Mémoire : Le 17 octobre 1961 au cinéma




La commémoration du massacre des Algériens et Algériennes a été l’occasion de plusieurs manifestations, rassemblements, publications, rééditions. Et le cinéma n’aura pas été en reste dans cette volonté de reconstitution politique d’une mémoire arrachée à la nuit noire de l’amnésie d’État.

Entre la ressortie de Octobre à Paris (1962) de Jacques Panijel et la sortie de Ici, on noie les Algériens. 17 octobre 1961 de Yasmina Adi, c’est un espace de réflexion mémorielle qui est proposé. Ces deux films sont à la fois différents par le contexte de leur réalisation, et complémentaires par leur propos.

Une préface réalisée par Mehdi Lallaoui (de l’association Au nom de la mémoire) restitue déjà les enjeux de Octobre à Paris, en même temps que les personnes sollicitées pour cette présentation (Daniel Mermet, Gilles Manceron, Jean-Luc Einaudi) racontent l’histoire compliquée d’un film militant victime de la censure gaulliste. Il a fallu une grève de la faim du cinéaste René Vautier en 1973 pour lever le visa de censure, et gagner dans la foulée, l’abrogation de la censure politique concernant les œuvres cinématographiques. Jacques Panijel ancien résistant du maquis du Vercors, militant au comité Maurice-Audin, et le journal anticolonialiste Vérité-Liberté, eurent l’idée de réaliser un film sur les massacres du 17 octobre 1961 dès l’annonce des atrocités commises. D’octobre 1961 à mars 1962 (accords d’Evian mettant fin à la guerre d’indépendance), il tourna dans une totale clandestinité un documentaire autant préoccupé par la parole des Algérien-ne-s que par les lieux de leur énonciation. Une émouvante mosaïque de mots et de visages constitue ainsi une subjectivité dont l’expression collective, plantée au cœur de la Folie dans le bidonville de Nanterre, donne forme à l’invisible des vexations, blessures et tortures quotidiennement vécues par les « Français-e-s musulman-e-s d’Algérie » d’alors. La reconstitution cinématographique se passe sous la surveillance du FLN. Digne de l’école soviétique elle parvient à dynamiser les rares images (d’Elie Kagan) disponibles concernant la répression policière. Elle commence avec la manifestation contre le couvre-feu raciste de Maurice Papon et aboutit aux neuf morts du métro Charonne le 8 février 1962. Octobre à Paris parvient à dépasser la censure étatique autant que l’encadrement du FLN pour affirmer l’universalité des victimes (avant-hier le Juif, hier l’Algérien, aujourd’hui le Français) du régime d’exception qu’il soit républicain ou vichyste.

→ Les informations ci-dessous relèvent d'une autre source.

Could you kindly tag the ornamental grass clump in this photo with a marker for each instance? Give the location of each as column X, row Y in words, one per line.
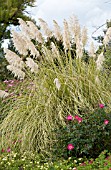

Ici, on noie les Algériens de Yasmina Adi représenterait alors un idéal contrepoint actuel au film de Jacques Panijel : parce qu’il donne la parole aux victimes cinquante ans après les faits, et qu’il reconstitue à partir d’un montage d’images documentaires, l’appareil répressif qui s’est alors abattu sur les manifestant-e-s pacifiques. Alors que Octobre à Paris brûle de l’actualité des massacres de 1961, Ici, on noie les Algériens chercherait plutôt à remuer les nappes de cette Seine – moderne Léthé – pour en faire remonter le souvenir des noyé-e-s d’hier. Le film de Yasmina Adi a beau jouir de louables efforts de documentation, (comme son précédent film L’Autre 8 Mai 45. Aux origines de la guerre d’Algérie (2008) qui rendait compte des massacres dans le Constantinois), c’est l’analyse politique des raisons objectives de l’amnésie nationale qui lui fait défaut. Il aurait peut-être contribué à mieux expliquer le poids du racisme postcolonial dans la société française contemporaine.